1.) every individual has interests and goals
2.) people associate with others in order to better pursue their interests and to achieve their goals
3.) there are two mutually exclusive ways in which wealth can be acquired, either by non-violent production and exchange (the “economic means of acquiring wealth”), or the use of violence and coercion to take what others have produced and created (“the political means”)
4.) the state is thus the “organization and institutionalization of the political means” of acquiring wealth and pursuing its members goals, which extracts wealth from the tax-paying public and uses it for its own purposes or gives it to its allies and its supporters
5.) this creates two “classes” within society: those who use “the economic means” to acquire wealth and pursue their goals and who constitute the productive, exploited (plundered) class, or “the ruled”; and
those who use “the political means” to acquire wealth and pursue their goals and who constitute the unproductive, exploiting (plundering) class, or “the rulers.”
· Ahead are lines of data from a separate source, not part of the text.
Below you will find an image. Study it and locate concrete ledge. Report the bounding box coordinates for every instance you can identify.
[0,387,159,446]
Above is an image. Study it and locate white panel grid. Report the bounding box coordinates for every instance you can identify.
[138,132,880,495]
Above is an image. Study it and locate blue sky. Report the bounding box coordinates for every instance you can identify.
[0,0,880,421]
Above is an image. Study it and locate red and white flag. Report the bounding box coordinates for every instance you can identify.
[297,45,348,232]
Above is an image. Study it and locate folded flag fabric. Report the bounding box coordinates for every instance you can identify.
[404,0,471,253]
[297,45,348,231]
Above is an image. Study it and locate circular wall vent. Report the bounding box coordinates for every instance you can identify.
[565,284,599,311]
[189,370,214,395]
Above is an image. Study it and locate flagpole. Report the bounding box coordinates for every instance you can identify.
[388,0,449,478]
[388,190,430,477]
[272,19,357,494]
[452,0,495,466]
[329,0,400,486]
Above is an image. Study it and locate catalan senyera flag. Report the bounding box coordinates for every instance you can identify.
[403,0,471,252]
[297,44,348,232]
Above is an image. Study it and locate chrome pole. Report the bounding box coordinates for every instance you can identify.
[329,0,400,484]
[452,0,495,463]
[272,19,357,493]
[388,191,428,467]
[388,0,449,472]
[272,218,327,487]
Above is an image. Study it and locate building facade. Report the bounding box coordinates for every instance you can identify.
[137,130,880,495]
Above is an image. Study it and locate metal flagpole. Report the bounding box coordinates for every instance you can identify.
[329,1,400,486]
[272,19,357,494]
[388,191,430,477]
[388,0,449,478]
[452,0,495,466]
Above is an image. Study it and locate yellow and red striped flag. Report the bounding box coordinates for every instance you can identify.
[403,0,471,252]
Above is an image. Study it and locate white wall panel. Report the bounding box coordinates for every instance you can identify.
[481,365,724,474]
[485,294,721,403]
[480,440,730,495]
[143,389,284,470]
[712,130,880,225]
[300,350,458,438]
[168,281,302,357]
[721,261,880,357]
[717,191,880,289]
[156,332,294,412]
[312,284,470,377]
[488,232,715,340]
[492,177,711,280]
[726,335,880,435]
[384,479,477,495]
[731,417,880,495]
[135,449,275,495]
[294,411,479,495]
6.) these two classes are in an antagonistic relationship with each other, since those who are the exploited or plundered class wish to minimize or end entirely the amount of their liberty and property which is taken by the exploiting class; while this exploiting class wishes to maintain or even enlarge their position of power and wealth acquisition over those they rule.
7.) the class structure of our society has evolved over centuries as the means of production of wealth has changed and as the particular groups which control the state have also changed. evertheless the thing which has not changed is that fact these two types of class still exist and that the antagonistic relation between the two still remains, thus causing hardship and injustice which CLs wish to end.